Florian Schneider, fondateur du mythique groupe Kraftwerk, est mort

L’Allemand, qui avait formé Kraftwerk à Düsseldorf en 1970 en compagnie de Ralf Hütter, vient de mourir à 73 ans. Il laisse derrière lui des albums aux parfums synthétiques ô combien importants (« Autobahn », « Trans-Europe Express », etc.) qui ont marqué l’histoire de la musique électronique. Et bien plus.

On n’a pas voulu y croire. Une première rumeur, suivie d’une deuxième. Et puis arrive la confirmation via le site The Guardian : Florian Schneider-Esleben, né en avril 1947 à Düsseldorf, est mort d'un cancer il y a déjà une semaine.
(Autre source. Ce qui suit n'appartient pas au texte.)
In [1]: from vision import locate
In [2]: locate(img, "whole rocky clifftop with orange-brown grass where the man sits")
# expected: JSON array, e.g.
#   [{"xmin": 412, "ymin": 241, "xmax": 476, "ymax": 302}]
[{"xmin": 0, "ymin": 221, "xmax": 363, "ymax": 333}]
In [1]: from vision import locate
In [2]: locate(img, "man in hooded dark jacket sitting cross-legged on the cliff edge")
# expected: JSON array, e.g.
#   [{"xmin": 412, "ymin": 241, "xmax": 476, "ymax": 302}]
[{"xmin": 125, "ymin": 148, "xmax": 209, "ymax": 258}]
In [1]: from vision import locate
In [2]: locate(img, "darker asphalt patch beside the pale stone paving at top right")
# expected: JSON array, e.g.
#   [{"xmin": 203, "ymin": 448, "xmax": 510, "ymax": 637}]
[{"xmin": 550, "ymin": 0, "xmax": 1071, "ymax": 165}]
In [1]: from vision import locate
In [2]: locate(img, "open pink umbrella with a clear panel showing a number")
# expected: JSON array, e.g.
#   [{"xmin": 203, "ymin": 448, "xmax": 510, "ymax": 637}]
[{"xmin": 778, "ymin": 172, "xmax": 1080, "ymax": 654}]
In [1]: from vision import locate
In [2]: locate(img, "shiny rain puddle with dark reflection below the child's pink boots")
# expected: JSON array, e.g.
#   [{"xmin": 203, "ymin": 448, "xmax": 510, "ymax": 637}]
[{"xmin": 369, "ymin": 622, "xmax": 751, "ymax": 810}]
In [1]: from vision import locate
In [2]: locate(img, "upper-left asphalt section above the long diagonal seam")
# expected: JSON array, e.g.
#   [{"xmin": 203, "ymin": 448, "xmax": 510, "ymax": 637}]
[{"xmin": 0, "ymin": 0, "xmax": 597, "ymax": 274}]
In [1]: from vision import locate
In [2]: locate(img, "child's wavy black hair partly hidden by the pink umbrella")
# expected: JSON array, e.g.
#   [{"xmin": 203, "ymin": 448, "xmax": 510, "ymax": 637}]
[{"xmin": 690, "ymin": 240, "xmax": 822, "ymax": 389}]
Selon le journal anglais, son enterrement a déjà eu lieu.

L’Allemand, qui a officiellement quitté le groupe en 2009, a fondé Kraftwerk (traduction : centrale électrique) en 1970 dans un pays alors en pleine reconstruction. Autour de lui, ça papillonne : des étudiants en école d’art, des hippies et des artistes commencent à expérimenter à tout-va. On retrouve par exemple Klaus Dinger qui formera ensuite Neu! puis La Düsseldorf, Hans-Joachim Roedelius de Cluster ou encore le touche-à-tout Conny Plank. Tous, avec d’autres, seront regroupés sous l’appellation « Krautrock » (le rock choucroute en V.F.), même si Kraftwerk a toujours considéré qu’elle était inappropriée. Pourquoi ? « Les Allemands ne mangent pas de choucroute » avait déclaré Ralf en 2011.

Mais revenons à Florian. Kraftwerk au début, et jusqu’en 1974, c’est un secret assez bien gardé. Les disques sortent en Allemagne mais n’arrivent que plus tard en France, en 1973. Le groupe a déjà trois disques dans la poche (« Kraftwerk » en 1970, « Kraftwerk 2 » en 1971 et « Ralf und Florian » en 1973) et ils s’apprêtent à lâcher, sur l’autoroute de la musique électronique, une petite bombe : « Autobahn ». Ce disque, sur lequel ils utilisent un vocoder et des instruments électroniques comme le minimoog ou l’ARP Odyssey, est une symphonie autoroutière motorique, répétitive et ô combien jouissive. 

À partir de là, le chemin est tout tracé pour Kraftwerk : ils enchaineront quatre disques mythiques, un peu comme les stones à partir de 68 : « Radio-Activity », « Trans-Europe Express », « The Man-Machine » et « Computer World ». La musique est puissante et les pochettes sont des énormes claques qui t’achève. Entre temps, Kraftwerk a largement dépassé les frontières de son Allemagne natale. En France mais aussi en Grande-Bretagne ou au Japon, Florian et sa bande sont cultes. Ils sont à l’origine de la cold-wave, de la synth-pop, de la house, et sans eux, l’univers de Joy Division ou de Bowie n’auraient pas été le même (d’ailleurs, la légende dit que David voulait engager les Allemands comme son backing band). Il restera quand même cet hommage, V2-Schneider, sorti sur l’album « Heroes ». 

L’un des rôles de Schneider, plus doué sur le plan musical que les autres (mais pas très bavard), c’était le travail technique et harmonique. Si le groupe de robots considérait le studio comme un laboratoire, ce qui en sortait avait pour habitude de s’écouter le plus naturellement possible. Là encore, une prouesse, mais surtout le résultat d’un talent et d’une dévotion totale à la musique. En 1986, Kraftwerk pousse la révolution électronique un peu plus loin avec « Electric Café », considéré par certains comme le dernier grand disque du groupe. À partir de là, et jusqu’en 2009, Florian et ses collègues vont se concentrer sur les tournées et leurs vies loin des radars. Wolfgang Flür et Karl Bartos quittent le groupe et sont remplacés mais on sent bien que les belles années sont maintenant derrière eux. 

Florian, lui, s’est retranché dans son studio pour poursuivre ses expérimentations. En 2008 il n’avait pas participé à la tournée du groupe et en 2009, l’annonce est faite, officiellement, sans réellement expliquer les raisons de son départ. En 2015 il était sorti de sa caverne avec une chanson inédite (Stop Plastic Pollution) pour Parley for the Oceans, une ONG dédiée à la préservation de l'environnement océanique. Une dernière vague avant de dire « Auf wiedersehen », 50 ans après les débuts du groupe. Mais pour de bon cette fois-ci.